Twins reliever Brian Parker pitched the ninth and the Red Sox added an insurance run. After Benintendi lined out to deep left, Martinez doubled down the left field line. Rafael Devers fouled out to left before Xander Bogaerts lined a double to the gap in right-center that rolled to the wall and scored JDM easily. The Red Sox have hit at least one extra-base hit in 88 consecutive games, the longest active streak in MLB and longest for the Red Sox since a 164-game streak in 2004-05.

Ryan Brasier needed only 11 pitches to throw a clean ninth, getting a fly to left and a grounder to second before striking out Sanó to end the game.

AL East: MFY 3, Rays 0 (Tanaka complete-game two-hitter). MFY –, TBR 1.5, BOS 5.5.
Rick Porcello / José Berríos
Betts, RF
Benintendi, LF
Martinez, DH
Devers, 3B
Bogaerts, SS
Holt, 2B
Chavis, 1B
Bradley, CF
León, C
Back with the team: Hector Velázquez and Ryan Brasier. Optioned to Pawtucket: Travis Lakins and Josh Smith.

Since April 28, the Red Sox have the best record in the AL East (28-17, .622), 0.5 GA of the Yankees (26-16). In that time, both Boston and New York have allowed 189 runs, but the Red Sox have scored 50 more runs (274-224). Based on runs scored/allowed, you would expect the Red Sox to be 30-15 and Yankees 24-18, but reality has not compiled (which is a common complaint about reality). (The Twins have been even better since April 28 - 31-14, .689.)

During their current five-game winning streak, the Red Sox are averaging 7.8 runs per game, batting .323 with a 1.022 OPS.

The Red Sox and Rays are the only teams with as many as five qualifying players with an OBP of .350 or higher: Xander Bogaerts (.391), Mookie Betts (.387), J.D. Martinez (.376), Rafael Devers (.362), and Andrew Benintendi (.352). ... Boston also has three of the AL's top four leaders in runs scored: Bogaerts (1st, 56), Betts (3rd, 54), and Devers (4th, 52).

Jackie Bradley has a seven-game hitting streak and has reached base in 12 straight games.
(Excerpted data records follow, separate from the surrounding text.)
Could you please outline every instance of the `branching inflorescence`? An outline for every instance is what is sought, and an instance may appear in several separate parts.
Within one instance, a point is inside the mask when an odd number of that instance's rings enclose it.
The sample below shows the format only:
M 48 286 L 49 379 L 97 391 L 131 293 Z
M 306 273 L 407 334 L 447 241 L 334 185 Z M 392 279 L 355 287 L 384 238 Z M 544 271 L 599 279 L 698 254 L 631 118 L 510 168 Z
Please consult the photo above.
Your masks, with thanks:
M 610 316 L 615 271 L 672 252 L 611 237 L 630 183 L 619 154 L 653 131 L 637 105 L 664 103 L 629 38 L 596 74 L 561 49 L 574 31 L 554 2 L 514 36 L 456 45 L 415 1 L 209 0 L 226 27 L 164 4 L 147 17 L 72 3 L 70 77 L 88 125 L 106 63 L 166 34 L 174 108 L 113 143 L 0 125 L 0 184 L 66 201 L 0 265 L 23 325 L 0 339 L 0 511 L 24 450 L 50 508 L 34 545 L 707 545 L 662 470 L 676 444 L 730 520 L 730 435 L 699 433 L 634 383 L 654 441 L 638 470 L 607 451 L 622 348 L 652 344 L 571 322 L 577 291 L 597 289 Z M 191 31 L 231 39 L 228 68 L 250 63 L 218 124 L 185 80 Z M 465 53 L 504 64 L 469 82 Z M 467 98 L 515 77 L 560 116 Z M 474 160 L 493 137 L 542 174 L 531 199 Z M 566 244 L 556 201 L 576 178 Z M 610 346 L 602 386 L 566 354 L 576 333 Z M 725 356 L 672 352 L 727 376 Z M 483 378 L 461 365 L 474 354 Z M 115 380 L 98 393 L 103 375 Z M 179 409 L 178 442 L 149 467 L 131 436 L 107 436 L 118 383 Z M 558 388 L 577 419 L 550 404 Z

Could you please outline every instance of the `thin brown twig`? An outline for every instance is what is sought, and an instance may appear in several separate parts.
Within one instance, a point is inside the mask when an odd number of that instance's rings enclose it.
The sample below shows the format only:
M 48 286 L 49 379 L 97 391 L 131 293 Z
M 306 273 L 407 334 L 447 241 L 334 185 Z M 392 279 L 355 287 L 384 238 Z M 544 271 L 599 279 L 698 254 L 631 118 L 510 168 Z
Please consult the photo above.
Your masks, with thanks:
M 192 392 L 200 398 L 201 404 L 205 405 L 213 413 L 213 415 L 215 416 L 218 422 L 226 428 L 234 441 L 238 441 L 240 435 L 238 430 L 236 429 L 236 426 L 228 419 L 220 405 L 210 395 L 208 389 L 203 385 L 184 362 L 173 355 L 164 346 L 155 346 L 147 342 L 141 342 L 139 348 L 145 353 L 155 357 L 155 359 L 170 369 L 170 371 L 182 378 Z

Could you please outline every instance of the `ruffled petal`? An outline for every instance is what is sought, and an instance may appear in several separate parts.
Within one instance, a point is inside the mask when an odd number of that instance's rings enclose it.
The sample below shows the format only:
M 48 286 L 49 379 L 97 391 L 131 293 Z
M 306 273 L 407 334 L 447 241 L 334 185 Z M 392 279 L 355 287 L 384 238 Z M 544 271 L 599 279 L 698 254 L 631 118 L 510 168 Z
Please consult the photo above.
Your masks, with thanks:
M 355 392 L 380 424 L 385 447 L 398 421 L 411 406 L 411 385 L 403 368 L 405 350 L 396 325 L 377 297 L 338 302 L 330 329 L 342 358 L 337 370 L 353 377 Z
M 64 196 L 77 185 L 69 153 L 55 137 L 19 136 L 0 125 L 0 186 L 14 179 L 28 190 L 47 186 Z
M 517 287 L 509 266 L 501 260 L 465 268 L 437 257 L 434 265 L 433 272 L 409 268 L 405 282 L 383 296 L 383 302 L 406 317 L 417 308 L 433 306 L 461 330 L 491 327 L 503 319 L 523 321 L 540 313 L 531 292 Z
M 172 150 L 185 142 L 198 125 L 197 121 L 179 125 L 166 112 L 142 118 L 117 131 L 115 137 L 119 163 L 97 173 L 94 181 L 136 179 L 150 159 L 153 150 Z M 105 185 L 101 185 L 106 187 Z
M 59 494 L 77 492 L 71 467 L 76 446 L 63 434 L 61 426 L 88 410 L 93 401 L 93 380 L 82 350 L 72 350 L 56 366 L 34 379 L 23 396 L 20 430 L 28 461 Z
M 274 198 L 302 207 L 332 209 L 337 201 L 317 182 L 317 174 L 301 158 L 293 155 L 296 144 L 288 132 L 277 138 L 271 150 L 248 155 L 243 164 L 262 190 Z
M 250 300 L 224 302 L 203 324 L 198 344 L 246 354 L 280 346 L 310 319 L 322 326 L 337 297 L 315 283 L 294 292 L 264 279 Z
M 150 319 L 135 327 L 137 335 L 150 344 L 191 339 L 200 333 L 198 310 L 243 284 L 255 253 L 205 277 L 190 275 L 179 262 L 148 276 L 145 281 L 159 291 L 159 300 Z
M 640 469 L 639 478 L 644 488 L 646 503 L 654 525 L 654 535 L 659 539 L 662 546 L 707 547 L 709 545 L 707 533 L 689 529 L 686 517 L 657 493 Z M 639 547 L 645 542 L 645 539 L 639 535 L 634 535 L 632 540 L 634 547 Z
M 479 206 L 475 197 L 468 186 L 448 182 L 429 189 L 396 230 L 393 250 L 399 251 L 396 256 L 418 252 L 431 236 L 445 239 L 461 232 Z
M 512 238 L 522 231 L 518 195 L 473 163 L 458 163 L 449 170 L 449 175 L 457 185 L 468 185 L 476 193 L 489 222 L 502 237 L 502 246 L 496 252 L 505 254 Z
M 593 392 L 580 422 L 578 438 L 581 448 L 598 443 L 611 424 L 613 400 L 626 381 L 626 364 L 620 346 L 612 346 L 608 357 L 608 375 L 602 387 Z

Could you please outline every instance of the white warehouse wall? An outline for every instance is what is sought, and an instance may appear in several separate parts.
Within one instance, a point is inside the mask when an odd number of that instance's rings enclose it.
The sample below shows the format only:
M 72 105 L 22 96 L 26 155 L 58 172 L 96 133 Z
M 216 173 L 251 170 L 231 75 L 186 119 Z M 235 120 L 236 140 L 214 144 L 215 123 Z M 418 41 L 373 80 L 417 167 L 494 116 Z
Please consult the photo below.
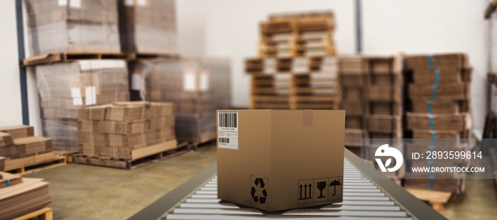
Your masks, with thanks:
M 0 1 L 0 126 L 5 126 L 23 122 L 15 1 Z

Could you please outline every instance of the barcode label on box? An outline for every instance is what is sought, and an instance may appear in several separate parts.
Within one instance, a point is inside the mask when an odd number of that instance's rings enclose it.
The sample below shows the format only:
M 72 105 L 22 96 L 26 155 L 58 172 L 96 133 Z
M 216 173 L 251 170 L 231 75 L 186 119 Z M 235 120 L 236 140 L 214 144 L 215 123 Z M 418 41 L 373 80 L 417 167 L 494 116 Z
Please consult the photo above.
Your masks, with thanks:
M 217 147 L 238 150 L 238 111 L 219 111 Z

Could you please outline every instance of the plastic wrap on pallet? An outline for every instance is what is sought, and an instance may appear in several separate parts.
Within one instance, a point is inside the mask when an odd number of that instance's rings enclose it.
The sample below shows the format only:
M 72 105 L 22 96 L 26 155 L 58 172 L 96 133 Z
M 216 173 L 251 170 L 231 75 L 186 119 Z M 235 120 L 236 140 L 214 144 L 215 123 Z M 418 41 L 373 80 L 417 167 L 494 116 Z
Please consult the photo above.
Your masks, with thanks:
M 56 150 L 77 151 L 78 109 L 128 101 L 126 62 L 86 60 L 36 67 L 43 136 Z
M 122 50 L 177 54 L 175 9 L 175 0 L 119 0 Z
M 117 0 L 27 0 L 33 55 L 119 53 Z
M 130 64 L 133 100 L 176 106 L 179 142 L 215 139 L 216 109 L 229 109 L 229 61 L 220 58 L 142 60 Z

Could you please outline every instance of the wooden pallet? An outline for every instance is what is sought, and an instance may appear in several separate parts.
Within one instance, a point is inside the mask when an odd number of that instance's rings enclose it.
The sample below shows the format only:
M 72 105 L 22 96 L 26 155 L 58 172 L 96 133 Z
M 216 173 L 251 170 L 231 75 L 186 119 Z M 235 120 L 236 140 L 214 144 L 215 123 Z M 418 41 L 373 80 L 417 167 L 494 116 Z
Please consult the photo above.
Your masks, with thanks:
M 153 58 L 179 58 L 179 54 L 136 53 L 61 53 L 37 55 L 22 60 L 24 66 L 34 66 L 79 60 L 124 60 Z
M 53 219 L 53 212 L 52 208 L 45 207 L 43 209 L 26 214 L 22 216 L 13 219 L 12 220 L 27 220 L 32 219 L 33 218 L 36 218 L 39 220 Z
M 67 163 L 67 160 L 65 156 L 57 155 L 52 159 L 40 161 L 40 163 L 36 164 L 29 164 L 14 167 L 6 167 L 5 171 L 9 172 L 10 173 L 25 175 L 41 170 L 45 170 L 47 169 L 51 169 L 63 166 Z
M 62 156 L 66 158 L 66 161 L 67 163 L 74 163 L 74 156 L 80 153 L 77 151 L 67 151 L 67 150 L 53 150 L 58 156 Z
M 112 168 L 134 170 L 149 164 L 155 163 L 168 158 L 184 154 L 188 152 L 190 150 L 190 144 L 187 143 L 181 143 L 178 144 L 178 148 L 175 149 L 155 153 L 136 160 L 116 159 L 106 157 L 75 155 L 75 163 Z
M 445 212 L 444 204 L 449 202 L 452 196 L 451 192 L 428 189 L 405 188 L 405 190 L 422 201 L 427 202 L 433 209 L 438 212 Z

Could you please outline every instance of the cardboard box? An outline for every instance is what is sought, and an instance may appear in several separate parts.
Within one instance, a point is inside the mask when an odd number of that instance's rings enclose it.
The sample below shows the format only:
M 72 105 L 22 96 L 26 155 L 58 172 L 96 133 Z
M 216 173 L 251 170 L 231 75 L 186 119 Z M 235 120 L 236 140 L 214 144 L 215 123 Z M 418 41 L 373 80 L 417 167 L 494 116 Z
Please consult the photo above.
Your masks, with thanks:
M 217 124 L 219 199 L 266 211 L 342 201 L 344 111 L 218 110 Z

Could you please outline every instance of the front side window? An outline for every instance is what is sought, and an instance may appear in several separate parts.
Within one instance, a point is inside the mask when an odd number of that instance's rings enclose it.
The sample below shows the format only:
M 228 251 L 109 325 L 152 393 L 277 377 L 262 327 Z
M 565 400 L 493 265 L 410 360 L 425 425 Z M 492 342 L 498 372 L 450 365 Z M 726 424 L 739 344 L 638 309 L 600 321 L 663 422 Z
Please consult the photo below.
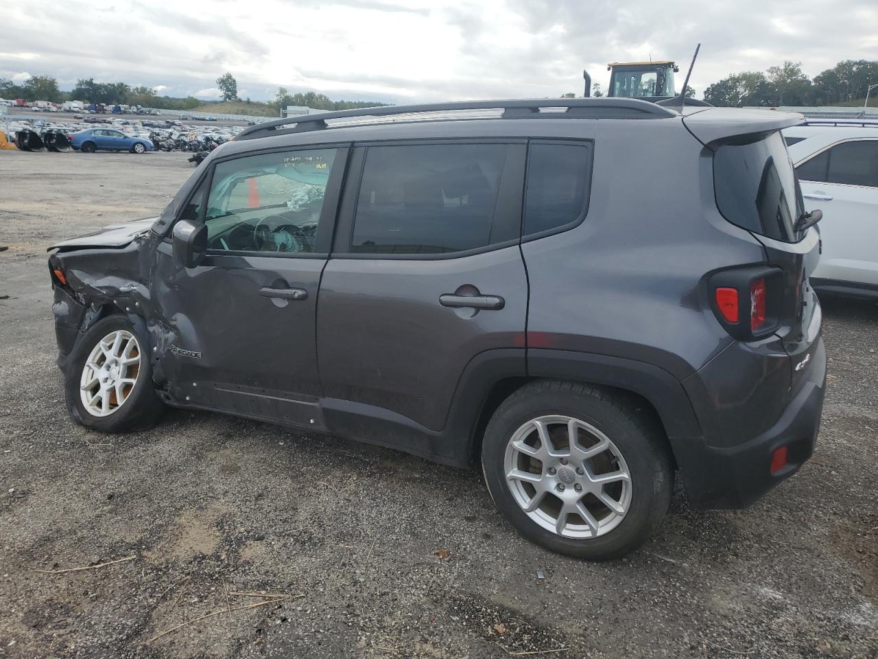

Since May 20 (26 games), Bradley has the second-highest OPS in the American League: 1.055, with a .307/.396/.659 slash line. ... Mike Trout is #1: 1.112 and Xander Bogaerts is #3: 1.051.

AL East: MFY –, TBR 0.5, BOS 5.5. ... Rays/MFY, 7 PM.

2 comments:

FenFan said...

I watched between the top of the third and the top of the eighth, so I missed any offense either team had to offer. I fully expected the bullpen to blow it, and Brewer almost delivered, but a nice solid win. I remain hopeful that Boston can make a run here and catch up to New York and Tampa in the standings.

FenFan said...

I just watched the video recap of the game. During the pregame, the Twins recognized David Ortiz and wished him a speedy recovery from last week's shooting: a nice gesture by his former organization.